Abstract: Public archives of DNA sequencing data are now extremely large and growing rapidly. But they are very hard to use; the situation resembles that of the world wide web before we had accurate and blazing fast search engines. As a result, public datasets are underutilized, and the scientific endeavor suffers from the resulting lack of reuse and reproducibility.
I will describe work my lab and others have undertaken toward the goal of making it easy for researchers to use the vast stores of public genomic data available today. Primarily, I will describe tools and resources we have developed, including Rail-RNA, Snaptron and recount2, that altogether function as a cloud-based search engine for public RNA sequencing data. I will also share results from scientific endeavors enabled by this search engine. Finally, I will suggest future directions for how to make it easier to leverage public data in everyday life science research.

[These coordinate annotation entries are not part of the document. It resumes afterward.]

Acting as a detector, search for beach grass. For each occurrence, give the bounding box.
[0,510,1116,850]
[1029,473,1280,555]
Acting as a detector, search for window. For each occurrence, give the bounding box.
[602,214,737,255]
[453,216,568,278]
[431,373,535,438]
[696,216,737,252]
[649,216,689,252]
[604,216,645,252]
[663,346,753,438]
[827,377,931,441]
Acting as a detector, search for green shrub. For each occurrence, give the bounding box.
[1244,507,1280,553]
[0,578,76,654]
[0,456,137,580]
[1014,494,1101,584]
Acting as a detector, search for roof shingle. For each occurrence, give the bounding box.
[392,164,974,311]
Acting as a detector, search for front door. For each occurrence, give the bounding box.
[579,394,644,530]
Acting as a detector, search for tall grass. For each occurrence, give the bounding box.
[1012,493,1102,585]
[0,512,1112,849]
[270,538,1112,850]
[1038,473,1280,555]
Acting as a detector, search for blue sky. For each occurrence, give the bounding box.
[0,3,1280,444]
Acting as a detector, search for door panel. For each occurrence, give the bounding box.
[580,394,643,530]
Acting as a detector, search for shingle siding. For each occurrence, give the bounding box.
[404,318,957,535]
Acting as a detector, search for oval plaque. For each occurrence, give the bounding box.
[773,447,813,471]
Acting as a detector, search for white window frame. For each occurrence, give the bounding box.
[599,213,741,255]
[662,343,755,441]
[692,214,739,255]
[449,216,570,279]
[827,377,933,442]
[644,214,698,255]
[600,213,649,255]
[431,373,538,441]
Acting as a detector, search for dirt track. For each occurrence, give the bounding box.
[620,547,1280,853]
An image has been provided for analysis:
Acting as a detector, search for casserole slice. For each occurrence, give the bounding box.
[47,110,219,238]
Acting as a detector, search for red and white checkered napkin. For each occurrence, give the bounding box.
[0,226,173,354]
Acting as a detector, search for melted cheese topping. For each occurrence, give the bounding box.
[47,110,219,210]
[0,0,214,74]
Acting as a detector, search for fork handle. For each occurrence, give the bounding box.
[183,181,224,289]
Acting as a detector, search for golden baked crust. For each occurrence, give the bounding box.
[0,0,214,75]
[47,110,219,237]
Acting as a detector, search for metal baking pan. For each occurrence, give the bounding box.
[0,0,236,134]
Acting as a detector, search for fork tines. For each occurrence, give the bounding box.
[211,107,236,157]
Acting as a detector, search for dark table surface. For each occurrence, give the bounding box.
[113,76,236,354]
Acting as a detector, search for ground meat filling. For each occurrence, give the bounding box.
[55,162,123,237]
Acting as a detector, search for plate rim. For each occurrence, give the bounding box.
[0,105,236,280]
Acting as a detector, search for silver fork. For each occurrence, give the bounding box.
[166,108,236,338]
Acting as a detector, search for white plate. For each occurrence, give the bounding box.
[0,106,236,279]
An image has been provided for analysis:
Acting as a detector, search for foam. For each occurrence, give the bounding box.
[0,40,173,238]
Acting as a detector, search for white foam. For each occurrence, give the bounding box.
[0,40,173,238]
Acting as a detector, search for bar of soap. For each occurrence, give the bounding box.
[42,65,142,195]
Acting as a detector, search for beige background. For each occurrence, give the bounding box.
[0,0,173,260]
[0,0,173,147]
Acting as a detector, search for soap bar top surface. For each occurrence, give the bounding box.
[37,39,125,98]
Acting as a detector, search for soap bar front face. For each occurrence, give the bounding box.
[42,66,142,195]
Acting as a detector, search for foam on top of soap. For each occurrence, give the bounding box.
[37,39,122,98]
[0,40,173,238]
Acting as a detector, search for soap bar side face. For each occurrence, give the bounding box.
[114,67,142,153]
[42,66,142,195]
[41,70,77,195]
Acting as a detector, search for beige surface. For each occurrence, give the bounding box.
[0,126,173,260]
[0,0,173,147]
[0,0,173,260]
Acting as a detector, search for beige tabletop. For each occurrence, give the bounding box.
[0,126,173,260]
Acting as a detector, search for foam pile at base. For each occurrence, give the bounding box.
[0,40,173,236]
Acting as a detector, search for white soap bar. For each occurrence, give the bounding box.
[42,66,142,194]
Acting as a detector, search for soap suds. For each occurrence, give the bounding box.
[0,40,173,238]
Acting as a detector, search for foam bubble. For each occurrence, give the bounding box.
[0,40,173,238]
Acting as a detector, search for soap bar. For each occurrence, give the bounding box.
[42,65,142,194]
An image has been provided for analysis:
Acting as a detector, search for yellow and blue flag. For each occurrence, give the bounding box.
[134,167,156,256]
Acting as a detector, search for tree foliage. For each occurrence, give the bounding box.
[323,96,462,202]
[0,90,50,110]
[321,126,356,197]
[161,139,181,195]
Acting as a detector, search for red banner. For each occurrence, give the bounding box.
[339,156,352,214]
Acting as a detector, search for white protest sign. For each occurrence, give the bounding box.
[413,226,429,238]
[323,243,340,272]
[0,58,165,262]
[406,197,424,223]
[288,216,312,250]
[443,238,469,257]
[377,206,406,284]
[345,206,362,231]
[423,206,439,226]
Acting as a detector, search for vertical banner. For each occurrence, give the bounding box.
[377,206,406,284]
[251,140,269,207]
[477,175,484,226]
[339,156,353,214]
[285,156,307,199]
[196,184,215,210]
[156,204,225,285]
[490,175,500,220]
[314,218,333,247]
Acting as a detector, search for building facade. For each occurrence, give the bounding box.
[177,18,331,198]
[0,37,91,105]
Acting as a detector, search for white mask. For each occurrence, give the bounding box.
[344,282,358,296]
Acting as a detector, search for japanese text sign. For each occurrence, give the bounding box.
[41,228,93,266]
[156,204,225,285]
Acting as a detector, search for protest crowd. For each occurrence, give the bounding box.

Bio: Ben Langmead is an Assistant Professor of Computer Science at Johns Hopkins University. His lab aims to create methods and software that enable scientists to easily analyze DNA sequencing data. He has released high-impact software tools (e.g. Bowtie, Bowtie 2) addressing common genomics research questions, and has also released scalable software tools (e.g. Myrna, Rail-RNA) and resources (Intropolis, recount2, Snaptron) that make it easier for scientists to pose scientific queries against large archives of sequencing data. The lab takes software seriously, always aiming to create usable, maintainable, well documented tools that live a long and healthy life in the community. He is the recipient of a Sloan Research Fellowship (2014), a National Science Foundation CAREER award (2014) and the Benjamin Franklin award for contributions to open access (2016).